中島のカラマンダリン生産農家は現在約300名、うち92名が中島カラマンダリン生産部会のメンバーです。部会は2005年から、カラマンダリンを普及させるための栽培指導が目的でした。栽培法が定着した現在、部会の役割は一段落し、生産者の方々とJAの協力体制で、中島全体のみかん産業の振興を図っています。
15種類のみかん栽培を手がけ、カラマンダリン歴15年目というみかん農家の土井正博さん・恵子さんご夫婦は、「越冬して春に収穫でき、一年中仕事ができるようになりました。美味しさと希少性で人気のあるみかんなので育て甲斐があります」と力強く語ります。アドマイヤーは春芽(4月頃)と夏芽(6~7月)の時期に使用しているとのこと。
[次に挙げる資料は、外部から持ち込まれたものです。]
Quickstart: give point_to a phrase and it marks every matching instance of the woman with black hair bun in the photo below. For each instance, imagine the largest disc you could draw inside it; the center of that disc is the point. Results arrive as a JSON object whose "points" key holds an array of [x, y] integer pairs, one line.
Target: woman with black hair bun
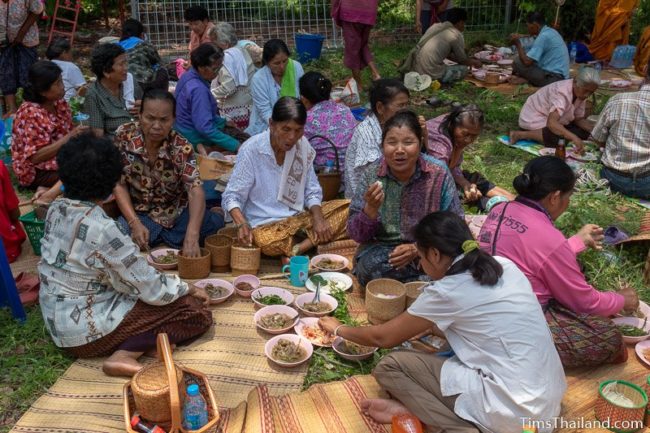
{"points": [[523, 231], [503, 368], [325, 118], [448, 137], [42, 125]]}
「伊予柑や温州でもアブラムシ、ミカンハモグリガに効果があるので昔から使っています。残効性が長いので散布回数が少なくてすむのでありがたいです」。
また、みかん一筋30年の大宮孝志さんは、「潮風と太陽がいっぱいで育った中島のみかんを全国の人にもっと食べてほしいね」と白い歯を見せました。中島では、太陽、海面からの反射光、石垣の反射熱の"3つの太陽"がカラマンダリンをおいしく育てるそうです。

 

■中島カラマンダリン生産部会の皆さん 「みかん栽培にはかかせないアドマイヤーだね!」

土井正博さん・恵子さんご夫婦。「残効性が長いので散布回数が少なくてすむのでありがたいです」

  • 俊成芳秀さん。
    「スリップスとアブラムシによく効くね」

  • 大宮孝志さん。「潮風と太陽がいっぱいで育った中島のみかんを全国の人にもっと食べてほしい」

周年で営農できるから、若い世代よ、島に戻れ!

農家の安定経営化が進むにつれ、若い世代も島に戻り始めています。
5年前に脱サラして親のみかん栽培を継いだ山本泰三さんは「春のみかんがあることも後を継いだ理由のひとつかな。アドマイヤーは親がずっと使っていて、自分も使い続けます」とおっしゃっていました。
また、同じく5年前から母一人でやっていたみかん畑の後を継いだ小立晶人さんは「中島出身の長男たちに言いたい。島に帰ってこいと。カラマンダリンは作りやすくて、今の中島なら生活が成り立つし、俺のように子供3人養えますから」と最後に頼もしい言葉をいただきました。